「いただきます」と手を合わせるその前に、ほんのひと呼吸。お皿やコップに、そっと手のひらをかざしてみる——今日はそんな、レイキとごはんの時間についてのおはなしです。
レイキというと、自分やだれかの体に手を当てるイメージがあるかもしれません。でも実は、目の前の食べものや飲みものに、そっとぬくもりを添える使い方もあるんです。むずかしい準備はいりません。あなたの手のひらひとつで、いつもの食卓が、ちょっぴりやさしい時間に変わっていきます。
お皿の前で、ひと呼吸おいてみる
わたしたちは毎日、たくさんのものを口にしています。でも、忙しい日はスマホを見ながら、考えごとをしながら、気づけば食べ終わっていた……なんてこともありますよね。

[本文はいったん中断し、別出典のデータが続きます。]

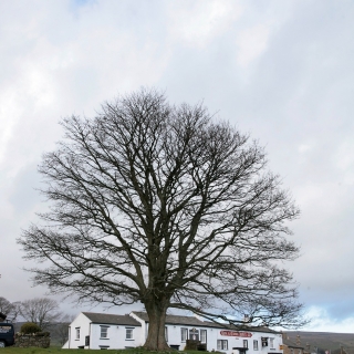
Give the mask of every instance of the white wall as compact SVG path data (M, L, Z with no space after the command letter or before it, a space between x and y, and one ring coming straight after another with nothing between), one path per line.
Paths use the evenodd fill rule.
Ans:
M83 314L79 314L77 317L70 325L70 337L69 343L64 347L77 348L79 346L85 345L85 336L90 335L90 348L100 350L104 346L107 348L125 348L125 347L135 347L144 345L147 327L148 325L145 321L140 320L134 314L131 314L132 317L137 320L142 326L131 326L122 324L92 324L91 321ZM101 327L107 327L107 339L101 339ZM76 329L80 327L80 339L75 339ZM126 329L132 327L134 336L133 340L126 339ZM251 332L251 331L240 331L242 333L249 333L249 337L227 335L232 334L225 332L225 329L217 327L207 327L207 326L192 326L192 325L174 325L167 324L167 343L169 345L178 345L179 350L183 351L186 346L186 342L181 342L181 329L185 327L188 330L196 329L199 331L200 340L200 330L207 331L207 351L211 352L218 350L218 340L227 341L228 350L221 350L227 354L239 354L238 350L232 350L232 347L243 347L243 340L248 341L248 351L247 354L272 354L272 353L283 353L280 350L282 345L282 335L277 333L267 333L267 332ZM273 346L271 346L271 341L268 341L268 346L262 346L261 337L273 339ZM258 350L253 348L253 341L258 341ZM85 346L86 347L86 346Z
M79 340L76 340L76 329L80 329ZM69 326L67 347L77 348L79 346L84 346L86 335L90 335L90 320L83 313L80 313Z
M101 337L101 327L107 327L107 337ZM133 329L133 339L126 339L126 329ZM125 348L143 345L140 339L140 327L124 324L91 324L90 348L100 350L104 346L111 348Z

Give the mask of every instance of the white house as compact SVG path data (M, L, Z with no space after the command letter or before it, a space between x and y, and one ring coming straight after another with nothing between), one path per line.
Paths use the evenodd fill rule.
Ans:
M126 315L82 312L69 326L63 348L116 350L144 345L148 330L145 312ZM227 354L283 354L282 335L268 327L236 327L195 316L167 315L166 340L184 350L187 340L206 344L207 351Z

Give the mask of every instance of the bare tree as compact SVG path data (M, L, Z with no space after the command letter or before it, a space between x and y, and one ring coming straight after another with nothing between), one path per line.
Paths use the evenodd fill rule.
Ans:
M62 122L43 157L52 201L19 240L34 283L81 301L140 301L145 346L163 350L169 308L210 320L299 325L296 287L282 261L299 210L267 170L263 148L202 105L171 106L142 90L94 118Z
M25 321L37 323L44 331L52 322L59 320L58 309L59 305L55 300L35 298L21 302L20 314Z
M19 315L19 302L10 302L0 296L0 313L6 315L6 319L14 322Z
M53 337L54 334L55 337L58 337L60 345L64 345L66 343L69 339L69 325L74 319L74 315L63 314L58 322L52 325L51 336Z

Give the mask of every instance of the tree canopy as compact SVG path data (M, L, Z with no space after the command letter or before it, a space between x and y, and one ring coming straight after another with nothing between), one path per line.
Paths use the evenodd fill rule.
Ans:
M155 90L62 122L39 167L50 210L19 239L34 282L81 301L142 302L148 348L164 348L167 309L253 325L301 323L282 261L299 216L264 150L202 104ZM50 266L46 267L48 262Z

そんなときこそ、食べる前のほんの数秒を、自分のために使ってみませんか。
お皿やコップに、手のひらをふわりとかざします。手が触れなくても大丈夫。少し離したところから、「おいしくいただけますように」「ありがとう」と、心の中でそっとつぶやいてみてください。
レイキが「効いているかどうか」を気にしなくても構いません。大切なのは、目の前のごはんに、ちゃんと心を向けるということ。その”ひと呼吸”そのものが、あなたの心をすっと落ち着かせてくれます。
コップ一杯の水にも、そっとぬくもりを
いちばん手軽にはじめられるのが、飲みものです。
たとえば、朝いちばんに飲むお水。仕事の合間のコーヒーやお茶。寝る前の白湯(さゆ)。そのコップを両手でそっと包んで、少しのあいだ、あたたかい気持ちを送ってみます。
「今日も一日、おつかれさま」
「ゆっくり休もうね」
そんなふうに、飲みものを通して、自分自身にやさしい言葉をかけてあげるような感覚です。

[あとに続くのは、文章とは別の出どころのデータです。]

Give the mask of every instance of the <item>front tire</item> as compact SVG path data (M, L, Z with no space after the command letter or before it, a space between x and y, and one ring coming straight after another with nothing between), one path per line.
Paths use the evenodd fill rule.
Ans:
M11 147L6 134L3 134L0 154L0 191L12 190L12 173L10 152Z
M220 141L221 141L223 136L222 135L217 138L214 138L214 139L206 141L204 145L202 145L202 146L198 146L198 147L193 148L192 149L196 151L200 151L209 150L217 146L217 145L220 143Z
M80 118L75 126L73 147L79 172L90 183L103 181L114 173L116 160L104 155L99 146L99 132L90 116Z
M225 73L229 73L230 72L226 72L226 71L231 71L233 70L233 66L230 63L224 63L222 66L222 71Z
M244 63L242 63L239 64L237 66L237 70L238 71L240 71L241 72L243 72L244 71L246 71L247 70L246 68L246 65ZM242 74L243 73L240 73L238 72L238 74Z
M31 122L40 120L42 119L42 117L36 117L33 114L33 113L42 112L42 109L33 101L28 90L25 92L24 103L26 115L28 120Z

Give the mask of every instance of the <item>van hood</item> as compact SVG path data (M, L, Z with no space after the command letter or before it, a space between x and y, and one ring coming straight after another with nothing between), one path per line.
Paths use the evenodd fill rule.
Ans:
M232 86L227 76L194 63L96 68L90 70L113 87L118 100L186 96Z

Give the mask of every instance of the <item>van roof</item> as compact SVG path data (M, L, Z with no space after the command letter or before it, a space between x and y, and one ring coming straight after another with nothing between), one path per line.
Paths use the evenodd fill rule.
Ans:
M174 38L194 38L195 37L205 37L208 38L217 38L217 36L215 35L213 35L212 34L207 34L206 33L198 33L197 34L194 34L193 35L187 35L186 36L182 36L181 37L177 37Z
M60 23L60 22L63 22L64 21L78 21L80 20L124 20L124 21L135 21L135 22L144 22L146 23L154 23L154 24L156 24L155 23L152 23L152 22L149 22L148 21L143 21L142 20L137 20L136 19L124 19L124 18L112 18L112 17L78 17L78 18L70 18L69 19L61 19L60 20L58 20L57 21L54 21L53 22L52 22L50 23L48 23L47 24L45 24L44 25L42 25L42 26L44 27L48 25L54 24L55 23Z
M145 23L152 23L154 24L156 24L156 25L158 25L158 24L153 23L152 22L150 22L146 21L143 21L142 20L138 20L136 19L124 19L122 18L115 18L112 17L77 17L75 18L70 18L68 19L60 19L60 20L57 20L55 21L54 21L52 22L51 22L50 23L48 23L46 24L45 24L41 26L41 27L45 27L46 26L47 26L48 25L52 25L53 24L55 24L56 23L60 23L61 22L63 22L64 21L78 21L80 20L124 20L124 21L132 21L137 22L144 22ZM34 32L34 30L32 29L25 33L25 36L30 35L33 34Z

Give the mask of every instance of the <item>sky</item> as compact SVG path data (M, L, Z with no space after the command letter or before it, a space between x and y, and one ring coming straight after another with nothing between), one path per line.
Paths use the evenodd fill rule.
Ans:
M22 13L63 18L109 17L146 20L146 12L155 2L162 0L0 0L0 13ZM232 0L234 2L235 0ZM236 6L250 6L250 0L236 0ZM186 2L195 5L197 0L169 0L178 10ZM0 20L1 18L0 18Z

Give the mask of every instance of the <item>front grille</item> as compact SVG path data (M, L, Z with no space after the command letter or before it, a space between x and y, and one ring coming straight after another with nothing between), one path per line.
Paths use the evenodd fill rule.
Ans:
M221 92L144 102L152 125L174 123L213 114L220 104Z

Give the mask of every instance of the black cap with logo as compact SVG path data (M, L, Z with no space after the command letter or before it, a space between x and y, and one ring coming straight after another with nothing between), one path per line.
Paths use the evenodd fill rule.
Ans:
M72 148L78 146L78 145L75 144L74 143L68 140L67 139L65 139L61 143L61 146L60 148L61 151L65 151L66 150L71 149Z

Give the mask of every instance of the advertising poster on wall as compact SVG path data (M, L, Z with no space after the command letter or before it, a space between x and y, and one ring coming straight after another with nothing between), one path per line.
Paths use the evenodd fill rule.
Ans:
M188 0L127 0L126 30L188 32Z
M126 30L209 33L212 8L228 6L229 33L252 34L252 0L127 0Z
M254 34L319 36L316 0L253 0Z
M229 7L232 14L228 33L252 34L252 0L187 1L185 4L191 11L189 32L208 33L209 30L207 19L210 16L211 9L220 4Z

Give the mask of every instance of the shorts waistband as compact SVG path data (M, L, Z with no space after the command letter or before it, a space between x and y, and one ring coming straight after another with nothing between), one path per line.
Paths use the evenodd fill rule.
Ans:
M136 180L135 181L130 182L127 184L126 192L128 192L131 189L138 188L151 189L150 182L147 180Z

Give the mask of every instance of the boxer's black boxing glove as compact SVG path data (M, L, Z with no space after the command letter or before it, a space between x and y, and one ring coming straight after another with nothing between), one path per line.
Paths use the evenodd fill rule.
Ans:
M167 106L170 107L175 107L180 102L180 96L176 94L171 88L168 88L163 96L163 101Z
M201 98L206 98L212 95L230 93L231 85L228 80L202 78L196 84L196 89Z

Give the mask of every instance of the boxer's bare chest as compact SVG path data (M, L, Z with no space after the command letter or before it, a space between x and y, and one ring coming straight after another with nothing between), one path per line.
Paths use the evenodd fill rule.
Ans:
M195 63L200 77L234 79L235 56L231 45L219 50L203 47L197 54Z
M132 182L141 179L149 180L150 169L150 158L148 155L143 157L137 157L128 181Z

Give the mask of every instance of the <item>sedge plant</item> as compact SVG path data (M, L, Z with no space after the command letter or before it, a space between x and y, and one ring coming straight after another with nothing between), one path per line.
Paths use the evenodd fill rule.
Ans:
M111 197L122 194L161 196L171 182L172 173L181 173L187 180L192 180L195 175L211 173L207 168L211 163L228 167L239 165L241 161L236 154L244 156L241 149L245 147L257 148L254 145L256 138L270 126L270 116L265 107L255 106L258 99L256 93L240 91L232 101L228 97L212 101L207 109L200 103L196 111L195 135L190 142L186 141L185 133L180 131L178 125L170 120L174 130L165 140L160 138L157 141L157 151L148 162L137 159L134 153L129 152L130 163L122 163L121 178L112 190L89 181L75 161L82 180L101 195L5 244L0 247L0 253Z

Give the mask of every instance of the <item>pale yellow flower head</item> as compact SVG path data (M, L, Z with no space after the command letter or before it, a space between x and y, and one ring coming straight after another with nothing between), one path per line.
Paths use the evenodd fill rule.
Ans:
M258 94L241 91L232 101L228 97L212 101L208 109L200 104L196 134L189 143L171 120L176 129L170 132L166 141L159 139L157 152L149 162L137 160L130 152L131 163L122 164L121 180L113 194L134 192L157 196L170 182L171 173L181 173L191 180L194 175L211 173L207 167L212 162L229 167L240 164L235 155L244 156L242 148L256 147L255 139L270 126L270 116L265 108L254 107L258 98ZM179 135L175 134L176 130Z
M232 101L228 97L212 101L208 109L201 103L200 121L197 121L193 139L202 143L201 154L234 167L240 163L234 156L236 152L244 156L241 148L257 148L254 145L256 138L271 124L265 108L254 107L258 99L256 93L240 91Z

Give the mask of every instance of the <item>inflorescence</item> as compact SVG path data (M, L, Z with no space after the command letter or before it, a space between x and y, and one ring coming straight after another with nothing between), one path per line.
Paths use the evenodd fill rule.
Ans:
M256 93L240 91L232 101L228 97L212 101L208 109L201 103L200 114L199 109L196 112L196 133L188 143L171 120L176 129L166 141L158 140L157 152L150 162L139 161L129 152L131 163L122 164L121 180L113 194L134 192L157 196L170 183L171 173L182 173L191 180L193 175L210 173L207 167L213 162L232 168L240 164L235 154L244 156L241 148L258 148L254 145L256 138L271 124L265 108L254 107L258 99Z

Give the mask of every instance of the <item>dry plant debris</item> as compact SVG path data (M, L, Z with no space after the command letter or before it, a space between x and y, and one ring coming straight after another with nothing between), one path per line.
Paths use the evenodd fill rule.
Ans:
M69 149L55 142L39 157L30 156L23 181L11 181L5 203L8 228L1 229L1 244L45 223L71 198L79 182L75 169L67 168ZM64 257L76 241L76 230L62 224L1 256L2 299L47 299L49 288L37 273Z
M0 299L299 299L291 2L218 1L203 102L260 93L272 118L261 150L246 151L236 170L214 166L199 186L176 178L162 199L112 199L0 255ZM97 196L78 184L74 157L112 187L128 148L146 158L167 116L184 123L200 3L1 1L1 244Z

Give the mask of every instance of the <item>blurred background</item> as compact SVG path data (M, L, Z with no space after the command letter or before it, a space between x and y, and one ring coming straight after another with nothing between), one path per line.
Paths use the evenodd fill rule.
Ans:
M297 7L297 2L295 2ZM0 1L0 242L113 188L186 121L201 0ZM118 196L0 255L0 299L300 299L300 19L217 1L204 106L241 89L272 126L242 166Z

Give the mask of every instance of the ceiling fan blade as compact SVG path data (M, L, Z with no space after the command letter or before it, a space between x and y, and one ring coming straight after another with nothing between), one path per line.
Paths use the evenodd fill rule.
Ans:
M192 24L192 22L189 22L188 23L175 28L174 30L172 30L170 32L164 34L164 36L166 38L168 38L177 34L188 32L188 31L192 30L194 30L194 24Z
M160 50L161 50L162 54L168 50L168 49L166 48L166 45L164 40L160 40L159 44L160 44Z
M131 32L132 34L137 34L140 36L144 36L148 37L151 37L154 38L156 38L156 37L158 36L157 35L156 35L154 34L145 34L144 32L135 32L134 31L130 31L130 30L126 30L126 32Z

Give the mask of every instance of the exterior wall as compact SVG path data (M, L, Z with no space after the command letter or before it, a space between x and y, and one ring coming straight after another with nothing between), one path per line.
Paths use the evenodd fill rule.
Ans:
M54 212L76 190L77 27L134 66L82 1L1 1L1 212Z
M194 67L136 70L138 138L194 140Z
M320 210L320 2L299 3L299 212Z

コップの中の温度が変わるとか、味が劇的に変わるとか、そういうことを証明しようとしなくていいんです。両手で包んだときの、じんわりとした手のひらの感覚。ゆらゆらとのぼる湯気。それをただ味わううちに、はりつめていた気持ちが、ふっとゆるんでいくのを感じられるかもしれません。
そして、ひとくち。ゆっくりと飲みくだすその時間が、あなたにとっての小さなお休みになりますように。
「ありがとう」の気持ちといっしょに
レイキを添えるという行為は、言いかえれば「感謝を思い出す時間」でもあります。
目の前のごはんは、たくさんの手をへて、あなたのところへ届いています。育ててくれた人、運んでくれた人、料理してくれた人——もしかしたら、それはあなた自身かもしれませんね。

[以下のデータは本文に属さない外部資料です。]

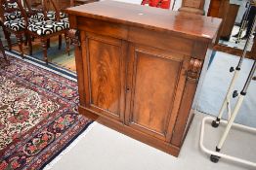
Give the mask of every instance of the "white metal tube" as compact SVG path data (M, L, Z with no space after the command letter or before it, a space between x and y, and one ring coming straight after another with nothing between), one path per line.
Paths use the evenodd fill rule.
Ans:
M201 131L200 131L200 139L199 139L199 146L200 146L200 149L204 153L207 153L208 154L217 155L217 156L220 156L222 158L229 159L229 160L233 160L233 161L235 161L235 162L238 162L238 163L243 163L243 164L247 164L247 165L256 167L256 163L255 162L251 162L251 161L248 161L248 160L244 160L244 159L241 159L241 158L238 158L238 157L235 157L235 156L232 156L232 155L228 155L228 154L224 154L224 153L221 153L213 152L213 151L208 150L207 148L205 148L204 145L203 145L203 139L204 139L204 124L205 124L206 120L214 120L214 118L212 118L212 117L205 117L202 119ZM222 123L228 123L228 121L226 121L226 120L221 120L221 122ZM253 127L248 127L248 126L237 124L237 123L234 123L234 126L236 126L236 127L239 127L239 128L243 128L243 129L246 129L246 130L249 130L249 131L252 131L252 132L256 132L256 128L253 128Z
M244 99L244 95L239 95L238 100L237 100L235 107L234 109L234 112L232 114L232 117L228 121L228 125L227 125L227 127L226 127L226 129L225 129L225 131L222 135L222 138L221 138L219 144L217 145L218 149L221 149L224 142L226 141L226 138L227 138L227 136L228 136L228 134L231 130L232 124L234 123L234 120L235 120L235 117L236 117L236 115L237 115L237 113L238 113L238 111L241 107L241 103L242 103L243 99Z
M233 79L232 79L231 85L229 86L228 92L227 92L226 97L225 97L225 99L222 103L222 107L221 107L221 110L219 112L218 119L222 119L224 110L227 107L227 104L230 103L230 98L232 97L233 88L235 86L236 79L238 78L238 75L239 75L239 70L235 70L235 74L233 76Z

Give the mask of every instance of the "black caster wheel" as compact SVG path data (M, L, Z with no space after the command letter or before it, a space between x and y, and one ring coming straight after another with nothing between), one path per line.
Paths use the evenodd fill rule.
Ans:
M220 124L220 123L217 123L216 120L213 120L213 121L212 121L212 126L215 127L215 128L216 128L216 127L219 127L219 124Z
M218 155L213 155L213 154L211 154L211 156L210 156L211 161L214 162L214 163L218 163L218 161L219 161L220 158L221 158L221 157L218 156Z

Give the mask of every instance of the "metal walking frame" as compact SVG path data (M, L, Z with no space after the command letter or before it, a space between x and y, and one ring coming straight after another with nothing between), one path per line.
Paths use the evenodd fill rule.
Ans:
M241 34L242 32L245 30L245 27L247 25L247 22L248 22L248 17L249 17L249 13L250 13L250 9L251 9L251 3L250 1L248 1L246 3L246 6L247 10L245 11L245 14L244 14L244 17L242 18L242 22L241 22L241 25L240 25L240 28L239 28L239 31L237 33L237 38L235 40L235 44L238 44L240 43L241 41Z
M256 60L254 60L251 71L248 75L248 78L247 78L247 80L244 84L244 86L243 86L242 90L240 91L240 93L238 94L237 90L235 90L234 92L232 92L233 88L235 86L235 81L238 77L238 74L239 74L239 71L240 71L240 66L242 64L242 60L243 60L243 58L245 57L245 54L246 54L246 51L247 51L247 48L248 48L248 42L250 41L250 38L252 37L252 34L255 30L255 27L256 27L256 17L254 17L253 26L252 26L252 28L250 30L250 34L249 34L250 36L246 41L246 44L245 44L245 47L244 47L244 50L243 50L243 53L242 53L242 55L239 59L239 62L238 62L238 64L235 68L235 71L233 67L230 69L231 72L235 71L235 74L234 74L234 77L232 79L232 82L231 82L230 87L228 89L227 95L226 95L224 102L222 104L222 107L220 109L219 116L216 119L214 119L212 117L205 117L202 119L199 145L200 145L200 148L203 152L211 154L210 159L211 159L211 161L213 161L215 163L217 163L219 161L219 159L221 157L223 157L223 158L226 158L226 159L230 159L230 160L233 160L233 161L236 161L236 162L239 162L239 163L243 163L243 164L247 164L247 165L256 167L256 162L251 162L251 161L245 160L245 159L241 159L241 158L238 158L238 157L235 157L235 156L232 156L232 155L228 155L228 154L220 153L221 149L223 147L223 144L226 141L227 136L228 136L232 126L236 126L237 128L241 128L241 129L256 133L256 128L248 127L248 126L237 124L237 123L234 122L235 119L237 116L238 111L241 107L243 99L244 99L244 97L247 93L248 86L249 86L251 81L255 79L255 78L253 78L253 75L254 75L255 70L256 70ZM231 111L231 106L230 106L230 101L231 101L232 96L234 98L238 96L238 99L235 103L235 109L234 109L233 112ZM222 119L222 116L223 116L223 113L224 113L224 110L225 110L226 107L227 107L227 110L228 110L228 121ZM206 149L203 145L204 127L205 127L205 123L206 123L207 120L212 121L211 125L214 128L217 128L220 123L227 124L225 131L222 134L222 137L221 137L219 143L216 146L215 152Z

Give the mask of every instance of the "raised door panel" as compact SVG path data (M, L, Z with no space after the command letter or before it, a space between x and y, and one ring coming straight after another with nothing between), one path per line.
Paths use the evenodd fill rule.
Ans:
M87 37L87 108L123 121L125 43L108 37Z
M132 49L134 64L129 66L132 70L131 103L128 104L126 123L166 140L176 91L178 87L183 88L178 85L180 77L185 77L181 75L185 69L184 57L164 54L149 48Z

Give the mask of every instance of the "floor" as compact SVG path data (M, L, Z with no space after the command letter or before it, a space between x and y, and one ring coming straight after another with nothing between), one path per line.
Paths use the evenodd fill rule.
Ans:
M200 122L204 116L196 114L178 158L95 122L93 128L85 132L69 152L64 153L61 159L59 157L59 160L54 160L45 170L253 169L225 159L221 159L217 164L209 160L209 155L200 151L198 142ZM222 128L216 130L209 124L207 127L205 146L214 149L216 137L220 136L218 132L222 131ZM233 130L224 150L233 155L255 160L255 140L256 136L253 134Z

手をかざしながら、「ここまで来てくれてありがとう」と、心の中でそっとつぶやく。それだけで、いつもの食事が、なんだかあたたかいものに感じられてきます。
うまくできているか、正しいやり方かどうかは、どうか気にしないでください。レイキに「こうしなきゃいけない」という決まりはありません。あなたが心地よいと感じるやり方が、あなたにとっての正解です。
急いでいる日は、手を合わせるだけでも十分。ゆとりのある日は、両手でコップを包んで、ゆっくり深呼吸を。その日その日の自分に合わせて、無理なく続けていけたらいいですね。
まとめ〜食べる時間を、自分をいたわる時間に〜
食べものや飲みものにレイキを添えるのは、特別な道具もいらない、いちばん身近なレイキの取り入れ方です。
– お皿やコップに、そっと手をかざしてひと呼吸
– 飲みものを両手で包んで、やさしい言葉をかける
– 「ありがとう」の気持ちといっしょにいただく
どれも、ほんの数秒あればできること。効果を追いかけるのではなく、「自分の心を、ちょっと立ち止まらせてあげる時間」として、気軽に楽しんでみてくださいね。
毎日くり返される食事の時間が、あなたをやさしくいたわるひとときになりますように。
今日のごはんも、どうかおいしく、あたたかく。そのままのあなたで、ゆっくり味わってくださいね。